Sunday’s celebration included reflections, readings, music, dancing, prayer, art, poetry and a potluck lunch. In this spirited remembrance of King’s life, the organizers and participants hoped to inspire community action for common good and for dreams to be made real. For some, it was also a way to display their hope that love, justice and acceptance reigns no matter the obstacle or circumstance.
Ocean View resident Maudie Rosenbloom, 70, was in high school when she first heard about King and his efforts to achieve racial equality in America. While attending North Carolina Central University, she had the opportunity to hear him speak. What impressed her most about King was how he used the power of words and acts of nonviolent resistance to achieve at the time seemingly impossible goals and make genuine progress. She also appreciated how King drew inspiration from his faith and Mahatma Gandhi’s peaceful teachings for his movement.
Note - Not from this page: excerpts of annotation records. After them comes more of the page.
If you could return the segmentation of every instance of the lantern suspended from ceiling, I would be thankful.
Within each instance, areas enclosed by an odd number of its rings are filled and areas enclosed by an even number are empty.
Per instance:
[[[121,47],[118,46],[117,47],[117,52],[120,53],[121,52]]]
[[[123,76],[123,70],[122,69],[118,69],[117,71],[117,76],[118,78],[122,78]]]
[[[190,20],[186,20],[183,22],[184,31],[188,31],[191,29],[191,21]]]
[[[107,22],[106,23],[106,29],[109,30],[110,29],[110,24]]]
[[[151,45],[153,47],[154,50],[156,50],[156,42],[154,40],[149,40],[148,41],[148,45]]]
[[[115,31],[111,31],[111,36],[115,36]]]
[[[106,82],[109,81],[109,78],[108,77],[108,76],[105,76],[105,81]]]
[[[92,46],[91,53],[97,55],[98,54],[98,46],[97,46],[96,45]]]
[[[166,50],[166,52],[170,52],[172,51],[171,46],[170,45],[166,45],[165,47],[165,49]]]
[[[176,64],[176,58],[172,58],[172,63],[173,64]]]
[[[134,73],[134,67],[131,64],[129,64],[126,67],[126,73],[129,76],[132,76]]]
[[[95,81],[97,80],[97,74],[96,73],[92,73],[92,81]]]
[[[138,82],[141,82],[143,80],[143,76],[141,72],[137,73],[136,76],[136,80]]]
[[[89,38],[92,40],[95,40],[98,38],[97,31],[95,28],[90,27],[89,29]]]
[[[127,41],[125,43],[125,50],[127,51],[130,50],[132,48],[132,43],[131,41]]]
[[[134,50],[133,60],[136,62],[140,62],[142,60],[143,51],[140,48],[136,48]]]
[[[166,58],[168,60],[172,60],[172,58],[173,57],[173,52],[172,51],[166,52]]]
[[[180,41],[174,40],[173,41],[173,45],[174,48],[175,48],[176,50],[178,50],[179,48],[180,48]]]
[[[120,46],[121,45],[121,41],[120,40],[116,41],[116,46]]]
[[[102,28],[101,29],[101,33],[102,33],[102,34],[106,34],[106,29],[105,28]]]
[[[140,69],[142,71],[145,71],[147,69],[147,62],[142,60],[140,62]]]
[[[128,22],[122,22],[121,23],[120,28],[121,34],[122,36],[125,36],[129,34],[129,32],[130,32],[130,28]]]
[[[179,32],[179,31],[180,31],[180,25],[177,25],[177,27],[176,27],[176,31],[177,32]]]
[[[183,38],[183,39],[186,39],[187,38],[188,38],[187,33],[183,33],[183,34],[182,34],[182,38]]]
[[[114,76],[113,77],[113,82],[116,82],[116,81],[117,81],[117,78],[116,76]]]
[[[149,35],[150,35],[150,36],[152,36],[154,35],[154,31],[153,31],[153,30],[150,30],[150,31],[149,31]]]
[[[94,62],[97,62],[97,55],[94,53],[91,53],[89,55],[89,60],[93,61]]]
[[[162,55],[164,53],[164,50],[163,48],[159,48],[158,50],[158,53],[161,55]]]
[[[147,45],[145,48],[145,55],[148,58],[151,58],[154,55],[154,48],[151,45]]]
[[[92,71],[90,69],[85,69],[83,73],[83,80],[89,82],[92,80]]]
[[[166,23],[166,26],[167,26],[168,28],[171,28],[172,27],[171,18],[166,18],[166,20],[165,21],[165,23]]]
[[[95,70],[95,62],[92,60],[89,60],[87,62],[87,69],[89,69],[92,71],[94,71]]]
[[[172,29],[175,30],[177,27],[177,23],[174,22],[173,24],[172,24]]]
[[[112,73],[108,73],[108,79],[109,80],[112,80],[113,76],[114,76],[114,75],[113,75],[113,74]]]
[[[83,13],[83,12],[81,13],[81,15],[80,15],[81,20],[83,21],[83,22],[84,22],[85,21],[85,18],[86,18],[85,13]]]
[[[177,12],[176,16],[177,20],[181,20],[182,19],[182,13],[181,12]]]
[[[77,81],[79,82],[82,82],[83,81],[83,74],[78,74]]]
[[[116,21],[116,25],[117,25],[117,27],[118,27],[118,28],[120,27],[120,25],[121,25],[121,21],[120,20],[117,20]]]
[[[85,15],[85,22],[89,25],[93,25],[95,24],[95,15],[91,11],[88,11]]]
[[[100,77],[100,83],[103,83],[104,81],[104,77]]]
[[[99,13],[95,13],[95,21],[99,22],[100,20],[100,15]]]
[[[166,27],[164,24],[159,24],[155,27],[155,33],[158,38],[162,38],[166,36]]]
“Dr. King’s movement impacted this country in a positive way. He encouraged all of us to keep faith, stay positive and move forward, always with the understanding and principle that everyone everywhere are equal,” Rosenbloom said. “It’s important for young people to remember and understand what this pioneer in America’s history achieved and changed. This is more than just another federal holiday. It’s a chance to keep alive the impacts he made and emphasize them with gratitude while also talking about what contributions we hope to make in that same spirit and sense of equality for everyone.”
In 1982, the late Frank Bramlett Jr. came up with the idea of celebrating King’s birthday in Kailua-Kona. He brought together 15 people and held the first celebration on the beach at Old Kona Airport Park. He wanted to keep King’s dream alive, as well as keep the public’s attention on the monumental contributions King had made to humanity through his nonviolent, peaceful demonstration for quality and justice for everyone, regardless of race, creed, religion or color.
Thirty-three years later, this event drew more than 200 attendees Sunday. It was organized by a dedicated all-volunteer planning committee, which included Rosenbloom, Kathy Simmons, Charles Sermon, Victor McDaniel, Oscar Friels, Virginia Halliday, Joan Jackson, Dinah Magee, Ernest and Geri Young, Carol Conner, Julie Campbell, Mamie Bramlett and Binti Bailey. A moment of silence was held for the late Kawika Marquez, a community activist who supported and promoted several community events, including this one as a committee member.
Gov. Neil Abercrombie was scheduled to make a public appearance at the event, according to a press release sent last week from his office. However, he did not show. Instead, Barbara Dalton, the governor’s West Hawaii liaison, read a special message, which began by saying the governor was “terribly sorry” that he couldn’t join in the birthday celebration honoring King’s work and life.
Abercrombie did not know King, but worked many years in Washington, D.C. with Congressman John Lewis of Georgia, one of the Freedom Riders of the Civil Rights movement.
“In his recent book, ‘Across That Bridge,’ John describes how, at age 15, he heard Martin Luther King Jr. on the radio, preaching about our responsibility to respond to injustice,” Abercrombie’s message stated. “These words delivered to John a message he had prayed to hear, a message consistent with his own dream to ‘see the power of love manifest … to see hate eradicated and wrong made right.’
“The power of this message subsequently guided John without fear through many tense encounters in the struggle for equality,” Abercrombie stated. “This message is as compelling today as it was in the 1960s. It provides us with a moral compass for our words and actions. As Dr. King observed in his transcendent ‘I Have a Dream’ speech, ‘we must forever conduct our struggle on the high plane of dignity and discipline.’ In this new year, let us be guided by the dignity and discipline of which Dr. King spoke more than 50 years ago.”